Basta que nos detengamos en un nombre y un episodio concretos para que esta delirante historia de la propagación del marxismo en España y su cúmulo de insuficiencias nos revelen cuál es, por desgracia, el método del autor de acercarse al pasado. Si, de un lado, otorga beligerancia a Enric Sebastià en la creación y propagación de una escuela y una interpretación determinadas, que legítimamente impugna de acuerdo con sus puntos de vista, la tesis doctoral de aquél, en el relato de Cuenca, habría sido acometida desde una posición marginal al mundo de la investigación, gesto de menoscabo, pues su autor ocupaba un puesto en la Escuela Normal: «[…] a partir de la marcha de Valencia de su maestro [Jover], en 1964, se rompió su contacto directo con la Universidad», afirma entre calificativos vitriólicos (pp. 169-179). Pero sucede que Cuenca debería recordar que al llegar a Valencia como catedrático en 1971, Sebastià acababa de defender su tesis y era profesor del departamento al que se incorporaba el andaluz. Sólo más adelante, en 1976, cuando Cuenca había abandonado esta ciudad, Sebastià obtuvo una plaza de adjunto en la Escuela de Magisterio, a la vez que mantuvo hasta 1981 su puesto en la Facultad de Historia. ¿Una mala jugada de la memoria? En realidad, este profesor había sido expulsado de la universidad en la última gran purga política, en 1973, en la que Cuenca Toribio, de acuerdo con la información histórica disponible, no sólo fue testigo presencial sino que, en calidad de decano de la Facultad de Filosofía y Letras, desempeñó un papel directo. Y así se produjo la suspensión del «contacto directo con la Universidad» de Enric Sebastià.

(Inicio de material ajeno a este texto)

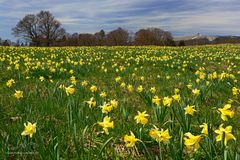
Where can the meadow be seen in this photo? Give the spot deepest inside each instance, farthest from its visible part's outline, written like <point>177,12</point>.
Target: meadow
<point>120,102</point>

La generosa Transición pasó página a todo esto. Pero me temo que el libro que comentamos, además de no cumplir el objetivo intelectual que su autor se proponía demostrar, se sirve de un cúmulo de episodios errados y de caracterizaciones apresuradas en perjuicio de reputaciones ajenas, para acabar convirtiéndose en la visita guiada de un extenso e inexplicable rencor hacia un mundo universitario y cultural español que en algún momento del trayecto se le hizo incomprensible al profesor Cuenca Toribio. No menos inexplicable se le hará ese pasado al lector que, llevado de su buena fe, considere que los juicios vertidos en la obra descansan en hechos que han sido contrastados.

José Antonio Piqueras es catedrático de Historia Contemporánea en la Universitat Jaume I. Es autor de los libros Bicentenarios de libertad. La fragua de la política en España y las Américas (Barcelona, Península, 2010) y El federalismo. La libertad protegida, la convivencia pactada (Madrid, Cátedra, 2014).